Afinal, logo no início das reportagens, em 9 de junho, o Intercept
anunciou que “esse é apenas o começo do que pretendemos tornar uma
investigação jornalística contínua das ações de Moro, do procurador
Deltan Dallagnol e da força-tarefa da Lava Jato”. Mas a posse contínua
de todos os diálogos dos membros de toda uma corporação por um período
tão longo é uma devassa enorme nas vidas das vítimas do roubo de
conteúdos, uma violação permanente e desproporcional da privacidade
dessas pessoas e que não tem sido justificada pelo teor das publicações.
Para ter ideia da gravidade da questão, imagine o leitor o
constrangimento pelo qual passaria se terceiros obtivessem a totalidade
de suas comunicações de vários anos, e passassem meses a fio
debruçando-se sobre tais mensagens, vasculhando os seus relacionamentos,
ainda que apenas profissionais.
A questão, portanto, é de ética jornalística. A divulgação daquilo
que se sabe não ser irregular ou ilícito, feita única e exclusivamente
com o objetivo de expor os procuradores e forçar um julgamento do
público sobre eventuais falhas de caráter dos personagens envolvidos,
mas sem nenhuma consequência jurídica ou legal, é de uma imoralidade
gritante. Não há proporção alguma entre o constrangimento a que os
membros da força-tarefa são submetidos por meio do escrutínio constante
de suas supostas comunicações e a relevância das publicações. Trata-se
de uma ação que busca apenas manter um véu permanente de suspeita sobre
os procuradores, envolvendo a eles e à Lava Jato em uma aura de
irregularidade irreal e que precisa desse tipo de “novidade” para se
manter acesa.
Havendo ilícito, é evidente que os conteúdos devem ser publicados.

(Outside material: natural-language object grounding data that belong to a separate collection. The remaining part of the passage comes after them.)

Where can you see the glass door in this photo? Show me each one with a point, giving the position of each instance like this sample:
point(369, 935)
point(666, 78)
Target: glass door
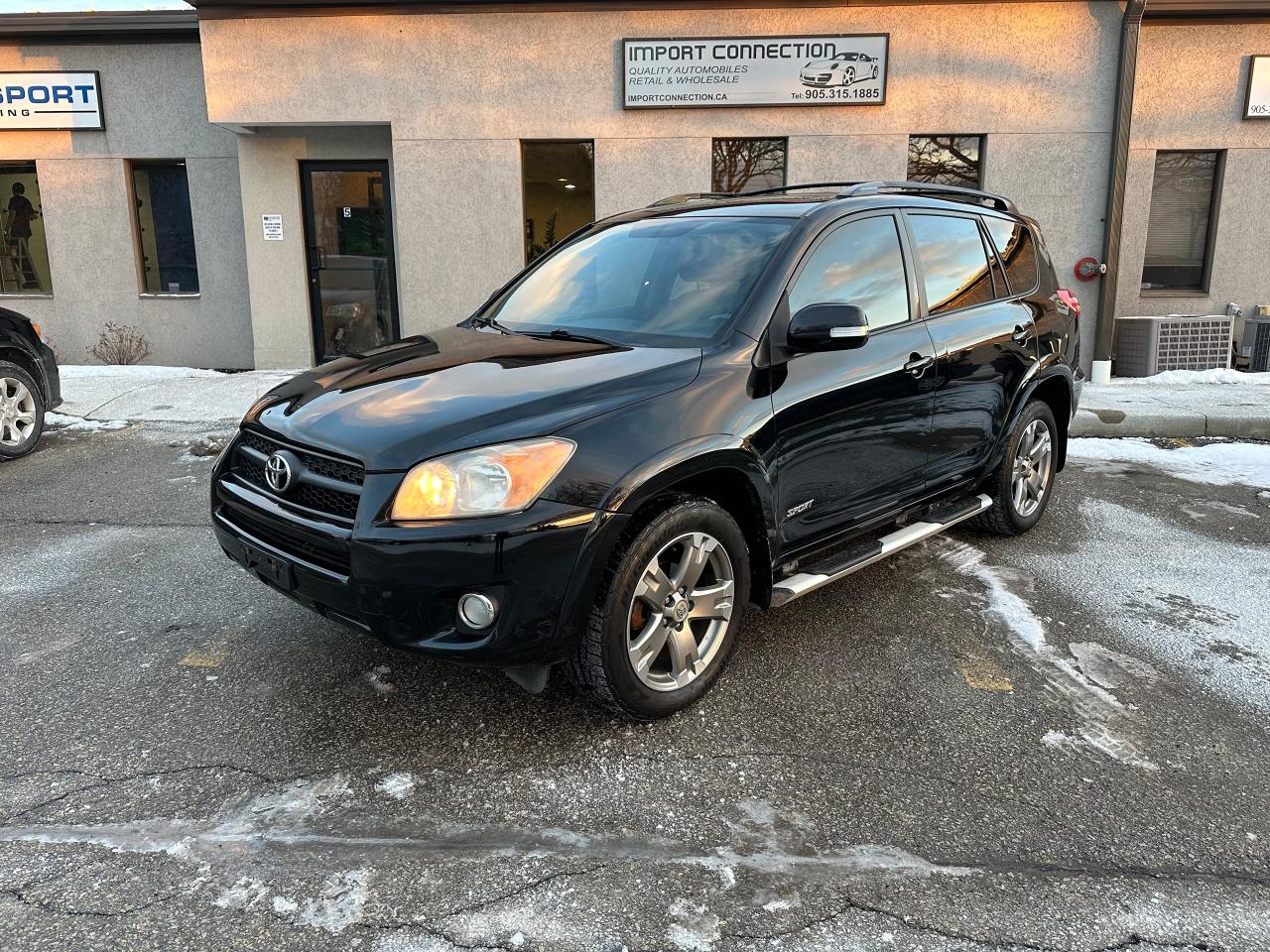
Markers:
point(352, 271)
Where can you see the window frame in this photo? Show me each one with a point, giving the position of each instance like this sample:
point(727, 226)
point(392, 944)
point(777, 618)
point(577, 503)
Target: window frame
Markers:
point(1011, 294)
point(785, 154)
point(983, 151)
point(906, 250)
point(1214, 204)
point(984, 238)
point(557, 140)
point(130, 167)
point(28, 294)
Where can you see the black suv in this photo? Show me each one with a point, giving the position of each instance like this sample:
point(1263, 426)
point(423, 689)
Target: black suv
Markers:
point(715, 402)
point(30, 384)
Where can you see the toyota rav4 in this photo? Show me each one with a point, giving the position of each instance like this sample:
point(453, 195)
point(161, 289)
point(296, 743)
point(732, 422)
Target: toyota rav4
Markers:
point(712, 403)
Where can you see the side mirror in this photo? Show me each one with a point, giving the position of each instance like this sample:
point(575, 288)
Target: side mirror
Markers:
point(828, 327)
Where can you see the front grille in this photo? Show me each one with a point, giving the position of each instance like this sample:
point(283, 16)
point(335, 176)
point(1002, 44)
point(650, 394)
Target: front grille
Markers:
point(305, 494)
point(329, 553)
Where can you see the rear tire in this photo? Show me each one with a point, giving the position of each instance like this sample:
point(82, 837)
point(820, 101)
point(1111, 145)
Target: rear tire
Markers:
point(22, 412)
point(1024, 481)
point(667, 612)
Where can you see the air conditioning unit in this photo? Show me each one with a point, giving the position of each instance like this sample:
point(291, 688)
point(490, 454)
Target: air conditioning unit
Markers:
point(1150, 345)
point(1256, 340)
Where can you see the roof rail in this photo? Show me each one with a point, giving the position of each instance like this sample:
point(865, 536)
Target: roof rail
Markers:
point(690, 197)
point(956, 193)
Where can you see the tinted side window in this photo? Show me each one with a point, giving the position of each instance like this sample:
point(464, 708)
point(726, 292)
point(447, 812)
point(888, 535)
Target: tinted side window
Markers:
point(860, 264)
point(1017, 253)
point(952, 261)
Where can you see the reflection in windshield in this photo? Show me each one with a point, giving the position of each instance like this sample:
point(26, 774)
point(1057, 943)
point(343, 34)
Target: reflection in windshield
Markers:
point(659, 282)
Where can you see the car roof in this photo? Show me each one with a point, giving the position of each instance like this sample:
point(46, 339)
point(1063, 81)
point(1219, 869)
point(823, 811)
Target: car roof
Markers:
point(806, 200)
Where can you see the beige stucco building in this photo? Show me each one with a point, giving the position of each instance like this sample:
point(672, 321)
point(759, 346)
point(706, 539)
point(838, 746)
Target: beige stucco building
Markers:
point(371, 171)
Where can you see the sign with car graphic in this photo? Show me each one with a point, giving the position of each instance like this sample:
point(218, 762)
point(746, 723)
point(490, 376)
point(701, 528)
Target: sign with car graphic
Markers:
point(730, 71)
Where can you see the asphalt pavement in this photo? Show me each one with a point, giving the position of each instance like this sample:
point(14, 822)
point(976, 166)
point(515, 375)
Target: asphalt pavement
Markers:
point(1049, 743)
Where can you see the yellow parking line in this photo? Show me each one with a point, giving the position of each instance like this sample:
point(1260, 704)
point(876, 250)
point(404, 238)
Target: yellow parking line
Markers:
point(976, 665)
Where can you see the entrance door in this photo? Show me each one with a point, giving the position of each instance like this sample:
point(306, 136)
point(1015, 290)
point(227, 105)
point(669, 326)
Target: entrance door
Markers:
point(352, 271)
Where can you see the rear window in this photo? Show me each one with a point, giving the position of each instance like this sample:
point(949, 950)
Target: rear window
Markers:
point(1017, 252)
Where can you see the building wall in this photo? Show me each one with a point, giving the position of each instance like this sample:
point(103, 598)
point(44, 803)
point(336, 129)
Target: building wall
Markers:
point(155, 108)
point(1191, 93)
point(460, 91)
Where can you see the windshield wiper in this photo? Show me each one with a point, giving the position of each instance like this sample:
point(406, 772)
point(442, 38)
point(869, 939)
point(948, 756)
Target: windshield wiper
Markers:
point(564, 334)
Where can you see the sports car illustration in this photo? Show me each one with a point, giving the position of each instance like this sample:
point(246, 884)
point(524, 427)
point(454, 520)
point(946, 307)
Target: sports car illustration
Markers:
point(841, 70)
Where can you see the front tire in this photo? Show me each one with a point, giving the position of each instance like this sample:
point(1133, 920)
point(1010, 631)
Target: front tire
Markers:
point(22, 412)
point(667, 615)
point(1024, 481)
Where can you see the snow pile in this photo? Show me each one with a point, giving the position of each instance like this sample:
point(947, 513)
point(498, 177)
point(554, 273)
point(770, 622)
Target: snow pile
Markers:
point(1175, 379)
point(136, 372)
point(1213, 463)
point(64, 421)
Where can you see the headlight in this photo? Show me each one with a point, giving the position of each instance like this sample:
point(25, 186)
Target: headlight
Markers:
point(500, 479)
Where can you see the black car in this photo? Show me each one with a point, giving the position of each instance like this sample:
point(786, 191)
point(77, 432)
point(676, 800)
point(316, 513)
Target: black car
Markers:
point(711, 403)
point(30, 385)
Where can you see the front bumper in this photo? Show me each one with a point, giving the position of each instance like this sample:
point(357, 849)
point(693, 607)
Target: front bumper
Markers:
point(403, 584)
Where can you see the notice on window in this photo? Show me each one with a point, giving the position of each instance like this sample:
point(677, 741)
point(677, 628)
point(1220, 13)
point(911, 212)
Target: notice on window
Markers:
point(272, 227)
point(51, 100)
point(729, 71)
point(1257, 105)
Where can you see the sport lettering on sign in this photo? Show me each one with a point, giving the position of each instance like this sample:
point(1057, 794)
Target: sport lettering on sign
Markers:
point(50, 100)
point(729, 71)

Mas, na ausência de crimes, não há o menor sentido em manter a posse de
toda a comunicação de uma pessoa, em violação enorme de sua privacidade,
apenas para expô-la permanentemente. O Intercept e as publicações
parceiras resolveram entrar em um circo sem fim, vasculhando conversas
em busca de qualquer coisa, ainda que irrelevante, que, em sua análise,
deponha contra a Lava Jato. É um comportamento que não tem mais como ser
justificado pelo interesse público, sendo apenas maneira de manter na
defensiva os procuradores e o ministro da Justiça, algo que não encontra
nenhum abrigo na boa ética jornalística.